Wikipedia editing rules in a nutshell - SimplyUseless
http://www.bbc.com/news/technology-32412121
======
tokenadult
I read this brief article in question-and-answer format (not actually an
interview) immediately after it was kindly submitted here. I was editing
Wikipedia and reading Wikipedia dispute resolution forum pages just before
coming to Hacker News today. The last Q and A paragraph of this article sums
up the truth about Wikipedia:

"So how does Wikipedia stop repeat 'sock puppet' offenders?

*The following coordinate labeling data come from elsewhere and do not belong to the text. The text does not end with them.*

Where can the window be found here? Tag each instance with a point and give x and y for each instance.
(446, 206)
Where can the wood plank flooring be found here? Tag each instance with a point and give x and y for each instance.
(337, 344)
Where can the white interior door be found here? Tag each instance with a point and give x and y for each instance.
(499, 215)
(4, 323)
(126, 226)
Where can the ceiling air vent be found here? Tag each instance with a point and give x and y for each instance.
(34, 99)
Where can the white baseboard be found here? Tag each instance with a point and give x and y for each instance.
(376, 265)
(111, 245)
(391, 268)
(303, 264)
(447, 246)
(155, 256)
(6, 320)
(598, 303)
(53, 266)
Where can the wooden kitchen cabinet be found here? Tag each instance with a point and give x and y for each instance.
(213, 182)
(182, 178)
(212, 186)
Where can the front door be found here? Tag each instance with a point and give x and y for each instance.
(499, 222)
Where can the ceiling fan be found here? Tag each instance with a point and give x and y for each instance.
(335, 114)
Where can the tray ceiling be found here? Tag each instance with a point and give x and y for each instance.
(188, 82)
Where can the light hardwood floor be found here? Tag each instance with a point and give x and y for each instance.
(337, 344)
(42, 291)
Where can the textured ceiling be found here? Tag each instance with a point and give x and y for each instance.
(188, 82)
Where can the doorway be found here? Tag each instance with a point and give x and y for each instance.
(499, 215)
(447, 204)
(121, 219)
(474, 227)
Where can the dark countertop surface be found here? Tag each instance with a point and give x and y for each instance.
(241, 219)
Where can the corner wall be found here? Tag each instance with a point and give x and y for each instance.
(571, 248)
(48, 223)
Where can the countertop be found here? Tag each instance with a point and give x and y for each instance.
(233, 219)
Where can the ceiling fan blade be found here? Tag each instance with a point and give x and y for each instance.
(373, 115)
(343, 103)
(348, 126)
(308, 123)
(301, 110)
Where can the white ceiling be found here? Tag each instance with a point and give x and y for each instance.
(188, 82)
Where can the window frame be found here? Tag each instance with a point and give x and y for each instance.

"Someone going to great lengths to hide their IP address is sometimes enough
to arouse suspicion amongst the site's administrators. And patterns of
behaviour - from the adoption of similar usernames to a focus on specific
topics and types of edit - can reveal a lot about motivations and personality.
Multiple accounts can often be tracked to one individual - we're never as
anonymous as we like to believe. But any open and collaborative system will
always be open to abuse."

Translated into English, Wikipedia has no effective defense against persistent
socks, who waste a lot of the time of other Wikipedians. That is my experience
as a Wikipedian who has brought two high-page-view articles up to good article
status. (In other words, I have won two "Million Award" recognitions on
Wikipedia.) It's an ongoing slog to improve article content on Wikipedia. The
operative rule is _anyone_ can edit.